I would think about eternity and try to imagine being somewhere forever in the truest sense of the word until I frightened myself with its intensity.
I stared at the window in 1997 as I said goodbye to my father and again a decade later as my mother joined him.
Father Paul confirmed me, married me, played chess with me the night that the IRA bombed The Hare & Hounds, and did not bat an eyelid if I tested my mothers declaration that, “God doesn’t mind what you wear to church” with the adornment of a “Black Sabbath” t-shirt to mass.
He provided a constancy that dwindles inevitably as those we look up to gradually leave us and move towards whatever it really is that lies beyond the chancel window.
Then, hot on the heels of Father Paul’s passing came news that the much-loved dog of a friend had come to the end of his life.
I found myself telling colleagues that Toby, my collie-lurcher rescue who lived to age 17 and whom I have been without for over fifteen years, is still in my thoughts every single day.
My sister and I exchange texts on the afternoon of the Queen’s death bemoaning the barrage of tributes that seem almost to suffocate and leave no room for the grief that seems to spring from nowhere and is hard to explain.

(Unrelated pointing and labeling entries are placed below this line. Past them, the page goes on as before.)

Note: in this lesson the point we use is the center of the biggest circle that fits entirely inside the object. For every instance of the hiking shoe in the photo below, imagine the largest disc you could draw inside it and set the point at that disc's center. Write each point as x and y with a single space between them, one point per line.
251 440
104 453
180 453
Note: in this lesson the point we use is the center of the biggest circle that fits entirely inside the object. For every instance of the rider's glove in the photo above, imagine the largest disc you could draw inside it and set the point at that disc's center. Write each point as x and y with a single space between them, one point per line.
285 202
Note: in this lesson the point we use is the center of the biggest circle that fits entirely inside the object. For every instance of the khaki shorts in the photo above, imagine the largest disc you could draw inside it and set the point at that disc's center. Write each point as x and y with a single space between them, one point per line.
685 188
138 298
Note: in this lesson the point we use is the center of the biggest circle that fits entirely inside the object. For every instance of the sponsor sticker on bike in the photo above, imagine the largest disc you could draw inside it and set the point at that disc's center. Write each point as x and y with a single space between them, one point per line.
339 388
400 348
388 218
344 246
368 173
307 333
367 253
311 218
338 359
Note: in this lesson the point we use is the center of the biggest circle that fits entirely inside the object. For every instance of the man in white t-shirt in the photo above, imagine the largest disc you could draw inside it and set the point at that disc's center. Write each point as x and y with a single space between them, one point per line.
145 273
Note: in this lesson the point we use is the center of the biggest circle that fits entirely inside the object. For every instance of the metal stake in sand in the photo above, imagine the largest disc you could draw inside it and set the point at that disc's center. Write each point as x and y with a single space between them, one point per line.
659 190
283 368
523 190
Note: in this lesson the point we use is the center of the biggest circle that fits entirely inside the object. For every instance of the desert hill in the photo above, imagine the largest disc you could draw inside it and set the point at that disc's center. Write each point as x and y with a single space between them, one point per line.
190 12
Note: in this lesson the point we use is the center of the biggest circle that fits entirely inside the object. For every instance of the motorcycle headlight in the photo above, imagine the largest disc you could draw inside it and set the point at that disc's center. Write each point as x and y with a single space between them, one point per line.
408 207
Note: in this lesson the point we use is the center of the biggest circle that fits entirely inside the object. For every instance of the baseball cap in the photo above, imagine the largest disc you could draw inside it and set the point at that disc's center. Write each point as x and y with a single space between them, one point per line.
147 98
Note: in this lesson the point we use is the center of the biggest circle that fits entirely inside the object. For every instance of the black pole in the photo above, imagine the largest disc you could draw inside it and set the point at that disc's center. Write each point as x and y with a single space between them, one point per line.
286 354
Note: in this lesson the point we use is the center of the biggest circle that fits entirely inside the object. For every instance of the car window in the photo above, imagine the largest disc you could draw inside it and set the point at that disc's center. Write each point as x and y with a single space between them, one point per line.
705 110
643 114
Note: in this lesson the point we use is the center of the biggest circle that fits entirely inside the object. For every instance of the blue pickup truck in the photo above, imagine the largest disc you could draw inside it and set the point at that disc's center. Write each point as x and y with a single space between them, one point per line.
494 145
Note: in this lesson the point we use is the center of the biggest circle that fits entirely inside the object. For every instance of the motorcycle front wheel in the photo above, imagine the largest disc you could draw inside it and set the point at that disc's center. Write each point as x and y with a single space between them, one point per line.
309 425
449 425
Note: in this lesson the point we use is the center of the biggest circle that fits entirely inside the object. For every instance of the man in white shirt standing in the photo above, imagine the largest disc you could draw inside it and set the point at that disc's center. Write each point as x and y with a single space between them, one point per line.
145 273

Societal grief is different from personal bereavement because there is strength and comfort in the collective mourning with others who share something of what you experience.
Personal grief is mostly terribly lonely.
Perhaps part of the reason we can feel so affected by the death of a monarch we did not know but was so familiar to us is that it reminds us of all the loss we have endured and will have to face in the future and that it requires processing in some way.
Some people will devour the hours of television and radio tributes, others will lay flowers at the gates of the palace. Some hardy souls will queue for hours to file past as the Queen is laid in state.
All of us though will have something personal that this communal experience reflects and there might be some who find the best way of dealing with it is to write it all out.